I step out of the car, my legs feeling like they’re made of wet noodles.

I look at the jet, then back at the dark, empty Irish hills.

I could run. I could bolt into the dark and hope I can outrun the men with the silencers.

But looking at the perimeter guards and the sheer isolation of this airfield, running blindly isn't brave. It’s a fast track to getting a bullet in my back.

I need to be smart if I want to survive this.

I walk up the stairs. The interior of the plane is staggering. It reeks of untraceable, unchecked wealth. Cream leather, gold accents, a fully stocked bar that looks completely out of place for a nightmare.

I find a seat as far away from Lorcan as possible.

Maeve is already tucked into a seat across the aisle, her headphones off now. She looks at me and smiles, her little face illuminated by the cabin lights. "We’re going to the treasure, Atara! Daddy says the treasure is in the desert!"

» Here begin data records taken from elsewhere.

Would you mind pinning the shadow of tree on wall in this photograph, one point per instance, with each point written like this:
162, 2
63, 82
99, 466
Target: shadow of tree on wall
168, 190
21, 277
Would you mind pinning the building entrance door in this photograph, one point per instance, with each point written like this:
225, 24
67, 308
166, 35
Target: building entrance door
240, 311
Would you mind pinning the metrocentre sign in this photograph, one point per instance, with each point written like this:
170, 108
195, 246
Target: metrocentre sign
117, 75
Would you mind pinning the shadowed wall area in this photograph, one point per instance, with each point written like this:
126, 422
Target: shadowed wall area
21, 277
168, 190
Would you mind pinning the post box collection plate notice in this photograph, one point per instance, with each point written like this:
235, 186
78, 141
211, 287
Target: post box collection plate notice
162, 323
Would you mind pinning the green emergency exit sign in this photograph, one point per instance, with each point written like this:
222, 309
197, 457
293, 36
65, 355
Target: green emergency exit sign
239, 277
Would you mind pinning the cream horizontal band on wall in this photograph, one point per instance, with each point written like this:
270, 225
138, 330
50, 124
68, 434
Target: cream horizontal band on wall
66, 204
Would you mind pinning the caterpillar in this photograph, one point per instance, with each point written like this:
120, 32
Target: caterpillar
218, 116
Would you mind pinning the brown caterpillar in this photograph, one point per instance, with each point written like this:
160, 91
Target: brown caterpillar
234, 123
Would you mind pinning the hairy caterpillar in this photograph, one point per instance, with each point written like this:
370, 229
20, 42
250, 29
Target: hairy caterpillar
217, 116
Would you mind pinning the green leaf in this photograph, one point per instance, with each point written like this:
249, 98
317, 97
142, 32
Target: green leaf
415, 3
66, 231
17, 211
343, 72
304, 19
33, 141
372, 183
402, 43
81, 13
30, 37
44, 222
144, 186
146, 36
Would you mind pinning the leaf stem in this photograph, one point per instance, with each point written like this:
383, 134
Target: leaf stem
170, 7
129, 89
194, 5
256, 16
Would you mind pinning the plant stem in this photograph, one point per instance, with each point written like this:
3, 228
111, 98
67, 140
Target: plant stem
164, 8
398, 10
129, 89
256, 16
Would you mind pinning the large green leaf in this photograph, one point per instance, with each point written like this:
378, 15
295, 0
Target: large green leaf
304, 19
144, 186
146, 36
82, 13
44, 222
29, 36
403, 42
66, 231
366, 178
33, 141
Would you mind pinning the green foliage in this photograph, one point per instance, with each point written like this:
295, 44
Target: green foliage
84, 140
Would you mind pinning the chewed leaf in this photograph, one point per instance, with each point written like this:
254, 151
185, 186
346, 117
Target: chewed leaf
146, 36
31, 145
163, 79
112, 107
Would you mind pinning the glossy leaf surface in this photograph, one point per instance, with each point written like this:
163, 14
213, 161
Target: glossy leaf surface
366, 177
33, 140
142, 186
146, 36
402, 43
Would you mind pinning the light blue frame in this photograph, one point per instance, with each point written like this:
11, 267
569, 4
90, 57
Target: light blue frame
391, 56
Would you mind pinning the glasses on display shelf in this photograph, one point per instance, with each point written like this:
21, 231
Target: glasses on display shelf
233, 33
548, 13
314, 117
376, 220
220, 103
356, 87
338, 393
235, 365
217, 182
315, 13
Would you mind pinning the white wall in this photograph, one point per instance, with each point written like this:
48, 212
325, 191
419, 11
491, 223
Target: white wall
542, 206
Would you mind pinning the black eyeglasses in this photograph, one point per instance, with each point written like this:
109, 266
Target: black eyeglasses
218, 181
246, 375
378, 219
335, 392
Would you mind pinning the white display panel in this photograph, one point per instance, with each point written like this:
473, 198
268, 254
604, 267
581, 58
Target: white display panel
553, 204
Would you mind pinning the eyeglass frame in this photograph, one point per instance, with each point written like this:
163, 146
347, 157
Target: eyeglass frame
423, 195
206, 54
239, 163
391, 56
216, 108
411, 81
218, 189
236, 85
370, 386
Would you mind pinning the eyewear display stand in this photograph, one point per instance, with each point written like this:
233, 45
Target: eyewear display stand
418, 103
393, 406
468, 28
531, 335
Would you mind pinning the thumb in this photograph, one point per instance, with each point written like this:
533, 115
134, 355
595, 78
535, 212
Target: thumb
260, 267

"That’s great, Maeve," I say, trying to force my voice to sound normal for her sake. "A big adventure in the desert. Very exciting."

Lorcan sits across from me. He doesn't say anything as the plane taxies. He doesn't say anything as we take off, the G-force pinning me into the expensive leather. I watch Ireland disappear beneath a thick, indifferent layer of clouds, and a cold wave of clarity washes over the panic.

Once we’ve reached cruising altitude, the pilot’s voice comes over the intercom, and the 'Fasten Seatbelt' sign dings off.

I unbuckle and stand up. I can’t sit still. My brain is finally clicking back into gear, shifting from hysteria to survival.

"Okay," I say, pacing the narrow aisle, forcing my voice to remain steady.

"Let’s look at this logically, Lorcan. If this Silas guy is using me to get to you, keeping me near you only makes it easier for him to strike.

If you leave me in a neutral location—somewhere quiet where nobody knows me, I become a dead end.

By taking me with you, you're putting a target right on your own back. It doesn't make sense."

It's a solid point, delivered without screaming. And for half a second, I see him actually weigh it, his eyes tracking my movements.

"Logic doesn't apply to Silas," Lorcan says, his voice a low vibration. "He doesn't want a dead end. He wants to watch me watch you. If I leave you anywhere, he finds you, he kills you, and he sends me the video. In Vegas, I have walls. I have men. I have an empire."

"Your 'empire' has holes in it!" I say, stopping in front of him, my voice dropping to a harsh whisper so I don't wake Maeve. "The window at the resort? Remember that? Your walls didn't stop them from almost killing us tonight."

"The window was a lapse. It won't happen again."

"You can't guarantee that! You’re not a god, you’re just a man with a heavy security budget. Your underworld wars are not my problem. I don't belong in this world."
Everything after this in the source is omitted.